D’où le transhumanisme (ou posthumanisme) qui revendique pour l’homme la liberté de remodeler sa propre espèce[4] par les technologies les plus prometteuses : nanotechnologies, biotechnologies, informatiques et sciences cognitives ; ce qui aurait pour conséquence l’envahissement de la technique et son enchevêtrement avec l’humain.
D’où, en résumé, cette idée de l’homme nouveau, une idée – nous y reviendrons – empruntée à la Bible. Les idéologues de notre temps ne préconisent malheureusement pas la mise en œuvre de la pensée de Dieu…
Flash-back historique car l’homme nouveau n’est pas une intention récente.

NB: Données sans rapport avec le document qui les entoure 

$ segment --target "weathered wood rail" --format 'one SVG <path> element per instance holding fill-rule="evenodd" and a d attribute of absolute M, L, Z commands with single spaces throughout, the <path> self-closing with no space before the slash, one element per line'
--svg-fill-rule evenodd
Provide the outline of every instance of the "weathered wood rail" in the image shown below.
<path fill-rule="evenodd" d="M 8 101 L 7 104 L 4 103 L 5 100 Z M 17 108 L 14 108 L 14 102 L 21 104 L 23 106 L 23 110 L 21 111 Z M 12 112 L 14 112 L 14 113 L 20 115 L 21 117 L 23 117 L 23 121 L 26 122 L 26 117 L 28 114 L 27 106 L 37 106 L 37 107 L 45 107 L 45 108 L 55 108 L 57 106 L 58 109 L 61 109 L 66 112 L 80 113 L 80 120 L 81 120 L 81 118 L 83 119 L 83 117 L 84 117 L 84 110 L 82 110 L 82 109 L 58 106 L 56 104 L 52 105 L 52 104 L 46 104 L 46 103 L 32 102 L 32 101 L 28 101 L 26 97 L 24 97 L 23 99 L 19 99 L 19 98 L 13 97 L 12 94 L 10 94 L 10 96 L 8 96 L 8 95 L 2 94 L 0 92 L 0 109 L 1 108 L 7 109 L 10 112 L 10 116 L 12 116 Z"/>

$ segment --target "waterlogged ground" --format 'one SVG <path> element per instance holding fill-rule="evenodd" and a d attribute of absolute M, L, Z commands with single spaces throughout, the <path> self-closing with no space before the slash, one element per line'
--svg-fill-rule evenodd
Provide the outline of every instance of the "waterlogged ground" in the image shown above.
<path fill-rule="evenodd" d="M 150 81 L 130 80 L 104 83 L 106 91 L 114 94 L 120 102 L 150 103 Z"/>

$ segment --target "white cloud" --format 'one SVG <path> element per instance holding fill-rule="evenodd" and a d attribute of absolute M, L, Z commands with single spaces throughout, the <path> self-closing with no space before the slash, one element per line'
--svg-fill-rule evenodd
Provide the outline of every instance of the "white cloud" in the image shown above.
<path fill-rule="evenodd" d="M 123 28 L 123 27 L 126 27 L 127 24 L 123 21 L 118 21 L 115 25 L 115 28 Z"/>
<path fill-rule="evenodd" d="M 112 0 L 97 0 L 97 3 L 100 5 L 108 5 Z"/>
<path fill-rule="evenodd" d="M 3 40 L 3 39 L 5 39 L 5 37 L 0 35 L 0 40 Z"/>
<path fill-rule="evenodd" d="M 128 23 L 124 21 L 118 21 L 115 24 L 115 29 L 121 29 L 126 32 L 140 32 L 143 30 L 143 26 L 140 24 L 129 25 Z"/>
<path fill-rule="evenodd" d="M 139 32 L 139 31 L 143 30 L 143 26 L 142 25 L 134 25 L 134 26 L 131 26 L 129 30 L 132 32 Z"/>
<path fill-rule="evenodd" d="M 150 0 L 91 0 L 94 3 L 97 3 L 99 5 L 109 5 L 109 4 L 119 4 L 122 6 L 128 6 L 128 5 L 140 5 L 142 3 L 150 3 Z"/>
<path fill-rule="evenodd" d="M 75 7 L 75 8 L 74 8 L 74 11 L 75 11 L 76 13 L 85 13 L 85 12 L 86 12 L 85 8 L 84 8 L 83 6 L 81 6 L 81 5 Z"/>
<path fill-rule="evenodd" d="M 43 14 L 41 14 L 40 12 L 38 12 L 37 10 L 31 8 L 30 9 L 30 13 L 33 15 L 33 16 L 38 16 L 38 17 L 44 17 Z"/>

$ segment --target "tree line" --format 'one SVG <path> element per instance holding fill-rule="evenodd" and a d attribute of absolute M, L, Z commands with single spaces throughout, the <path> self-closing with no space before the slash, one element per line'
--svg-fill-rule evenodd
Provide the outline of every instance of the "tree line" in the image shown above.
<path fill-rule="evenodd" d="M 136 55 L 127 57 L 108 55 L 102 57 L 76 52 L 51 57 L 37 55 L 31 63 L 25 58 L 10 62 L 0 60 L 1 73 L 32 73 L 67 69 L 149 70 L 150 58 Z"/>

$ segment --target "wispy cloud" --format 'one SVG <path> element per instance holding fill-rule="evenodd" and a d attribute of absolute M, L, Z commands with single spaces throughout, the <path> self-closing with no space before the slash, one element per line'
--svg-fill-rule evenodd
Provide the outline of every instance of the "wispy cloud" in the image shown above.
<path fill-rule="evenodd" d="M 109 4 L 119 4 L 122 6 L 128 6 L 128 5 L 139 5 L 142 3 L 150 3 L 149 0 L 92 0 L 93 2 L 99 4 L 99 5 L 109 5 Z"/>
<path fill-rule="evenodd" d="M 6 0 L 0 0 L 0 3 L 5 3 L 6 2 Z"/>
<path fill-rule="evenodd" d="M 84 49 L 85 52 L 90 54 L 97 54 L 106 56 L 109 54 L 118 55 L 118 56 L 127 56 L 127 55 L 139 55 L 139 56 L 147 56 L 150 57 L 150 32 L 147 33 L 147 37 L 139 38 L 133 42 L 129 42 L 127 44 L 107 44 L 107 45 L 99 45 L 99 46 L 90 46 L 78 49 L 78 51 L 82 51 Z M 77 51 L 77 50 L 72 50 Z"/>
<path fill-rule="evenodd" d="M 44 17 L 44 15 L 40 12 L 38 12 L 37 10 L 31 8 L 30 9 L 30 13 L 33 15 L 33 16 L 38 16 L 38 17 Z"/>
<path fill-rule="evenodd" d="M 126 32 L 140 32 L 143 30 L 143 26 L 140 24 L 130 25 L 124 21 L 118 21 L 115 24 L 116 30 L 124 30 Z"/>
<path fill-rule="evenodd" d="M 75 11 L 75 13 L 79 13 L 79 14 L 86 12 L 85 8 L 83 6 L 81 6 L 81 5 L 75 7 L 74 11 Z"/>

C’est un concept développé au XIXème siècle et repris notamment par des régimes totalitaires du XXème siècle. Il faut ici définir le totalitarisme, puis expliquer les contours de la pensée totalitaire.
Totalitarisme signifie étymologiquement « système tendant à la totalité, à l'unité ». Il ne s'agit pas seulement de contrôler l'activité des hommes, comme le ferait une dictature classique : un régime totalitaire tente de s'immiscer jusque dans la sphère intime de la pensée, en imposant à tous les citoyens l'adhésion à une idéologie[5a] obligatoire, hors de laquelle ils sont considérés comme ennemis de la communauté.[5] Ils ne doivent pas connaître une autre religion que la parole du parti.
Au-delà de leurs divergences, les trois grands totalitarismes du XXème siècle (nazisme, communisme et fascisme) ont tendu vers un même but : former un « Homme nouveau » selon une idéologie imposée par le chef unique et son parti.
L’éducation des enfants fut « un domaine de prédilection pour les propagandistes d'une idéologie totalitaire cherchant à forger un « homme nouveau ». » Les moyens privilégiés furent la jeunesse et le sport par l’embrigadement obligatoire dans les Jeunesses communistes en URSS, les Jeunesses hitlériennes en Allemagne, les Enfants de la Louve dès 8 ans en Italie.[6]
Et aujourd’hui ?
Dans un article publié par LEXPRESS.fr le 2 septembre 2012[7], on apprend la volonté de l’actuel ministre de l’Education Nationale, Vincent Peillon, « d’arracher l'élève à tous les déterminismes, familial, ethnique, social, intellectuel ».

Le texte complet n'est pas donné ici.